Sciiti, sunniti e cristiani insieme contro la corruzione politica che ha messo in ginocchio la popolazione libanese. Uniti al di là dell’appartenenza religiosa e culturale contro il governo. È questa la grande novità della mobilitazione che da oltre 20 giorni vede le strade del Paese dei Cedri invase da giovani, anziani, famiglie, donne appartenenti a varie comunità religiose di uno Stato che annovera 18 diverse confessioni. Su questo si è soffermato ieri sera, martedì 12 novembre, Riccardo Cristiano, giornalista vaticanista già coordinatore dell’informazione religiosa di Radio Rai e fondatore dell’associazione Giornalisti amici di padre Dall’Oglio. Intervenendo al primo appuntamento del nuovo anno della Scuola di educazione alla pace e alla mondialità, promossa dal 2007 dalla Caritas diocesana, alla Cittadella della Carità, il giornalista ha tenuto una conferenza su “Libano. Le ragioni di una crisi”.

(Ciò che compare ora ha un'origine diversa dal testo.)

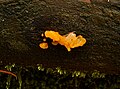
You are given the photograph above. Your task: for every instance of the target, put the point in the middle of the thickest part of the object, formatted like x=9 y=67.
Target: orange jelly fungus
x=43 y=45
x=69 y=40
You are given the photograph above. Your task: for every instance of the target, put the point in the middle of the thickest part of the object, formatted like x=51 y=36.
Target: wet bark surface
x=23 y=21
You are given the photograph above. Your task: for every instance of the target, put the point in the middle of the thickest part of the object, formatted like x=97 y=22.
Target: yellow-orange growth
x=69 y=41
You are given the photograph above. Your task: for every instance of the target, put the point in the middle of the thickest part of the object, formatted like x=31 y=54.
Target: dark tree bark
x=22 y=22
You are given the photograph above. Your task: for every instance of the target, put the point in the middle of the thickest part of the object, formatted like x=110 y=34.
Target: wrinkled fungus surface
x=69 y=40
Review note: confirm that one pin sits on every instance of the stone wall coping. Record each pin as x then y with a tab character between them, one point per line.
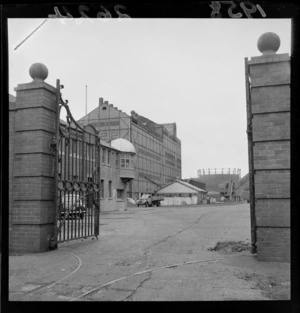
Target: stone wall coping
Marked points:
269	58
35	85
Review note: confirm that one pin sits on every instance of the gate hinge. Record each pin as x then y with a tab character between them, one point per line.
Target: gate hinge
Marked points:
53	143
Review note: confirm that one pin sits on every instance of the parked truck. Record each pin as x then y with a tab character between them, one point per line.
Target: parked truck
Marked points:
149	200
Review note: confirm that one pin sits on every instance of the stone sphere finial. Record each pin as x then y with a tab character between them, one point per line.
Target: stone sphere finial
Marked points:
268	43
38	72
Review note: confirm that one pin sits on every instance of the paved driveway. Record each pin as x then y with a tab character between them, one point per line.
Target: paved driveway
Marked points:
155	254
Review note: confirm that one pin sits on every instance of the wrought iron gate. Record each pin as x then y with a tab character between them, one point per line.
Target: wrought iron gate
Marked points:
77	177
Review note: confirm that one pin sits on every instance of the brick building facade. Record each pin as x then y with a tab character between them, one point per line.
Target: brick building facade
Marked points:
158	160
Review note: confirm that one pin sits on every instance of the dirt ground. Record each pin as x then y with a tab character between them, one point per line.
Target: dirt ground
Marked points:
274	288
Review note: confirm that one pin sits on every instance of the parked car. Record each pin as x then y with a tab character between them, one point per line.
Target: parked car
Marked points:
149	200
72	206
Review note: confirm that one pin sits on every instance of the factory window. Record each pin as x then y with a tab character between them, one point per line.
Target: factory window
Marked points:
120	193
126	160
117	159
110	189
103	156
102	188
108	156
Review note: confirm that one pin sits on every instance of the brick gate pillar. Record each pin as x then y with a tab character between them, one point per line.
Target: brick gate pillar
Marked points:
32	197
270	106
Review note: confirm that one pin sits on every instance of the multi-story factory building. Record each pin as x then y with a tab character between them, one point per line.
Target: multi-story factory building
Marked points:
158	158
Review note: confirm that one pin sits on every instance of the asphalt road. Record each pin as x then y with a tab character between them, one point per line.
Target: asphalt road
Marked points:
148	254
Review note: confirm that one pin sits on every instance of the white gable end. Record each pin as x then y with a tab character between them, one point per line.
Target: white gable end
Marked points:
177	188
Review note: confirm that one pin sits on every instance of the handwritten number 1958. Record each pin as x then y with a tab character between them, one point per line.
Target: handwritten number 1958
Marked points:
216	6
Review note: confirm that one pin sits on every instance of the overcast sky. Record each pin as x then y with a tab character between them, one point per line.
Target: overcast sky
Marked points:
188	71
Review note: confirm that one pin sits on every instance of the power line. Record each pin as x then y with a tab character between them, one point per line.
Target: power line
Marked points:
30	34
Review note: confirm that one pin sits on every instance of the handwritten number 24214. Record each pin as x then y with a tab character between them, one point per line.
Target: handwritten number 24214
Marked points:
83	8
216	6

Cristiano ha spiegato come il desiderio di riscatto e di cittadinanza auspicato dal documento sulla “Fratellanza umana per la pace mondiale e la convivenza comune”, firmato da Papa Francesco e dal grande imam di Al-Azhar Ahamad al-Tayyib il 4 febbraio scorso ad Abu Dhabi, rappresentano la vera novità di una rivoluzione assolutamente pacifica già passata alla storia come “la rivoluzione di Whatsapp”. La proposta del ministero delle Telecomunicazioni della tassa sull’applicazione di messaggistica istantanea è stata però soltanto l’ultima goccia. «La popolazione protesta contro un sistema politicamente malato – ha spiegato il giornalista, il cui intervento è stato introdotto da Oliviero Bettinelli, responsabile dell’Area Educazione alla pace e alla mondialità della Caritas -. I cittadini sono scesi in piazza contro le mafie istituzionali che hanno prodotto disastri culturali e dissesti economici spaventosi, da imputare solo alle cavallette della politica che hanno succhiato il sangue del Libano e non all’afflusso dei rifugiati siriani».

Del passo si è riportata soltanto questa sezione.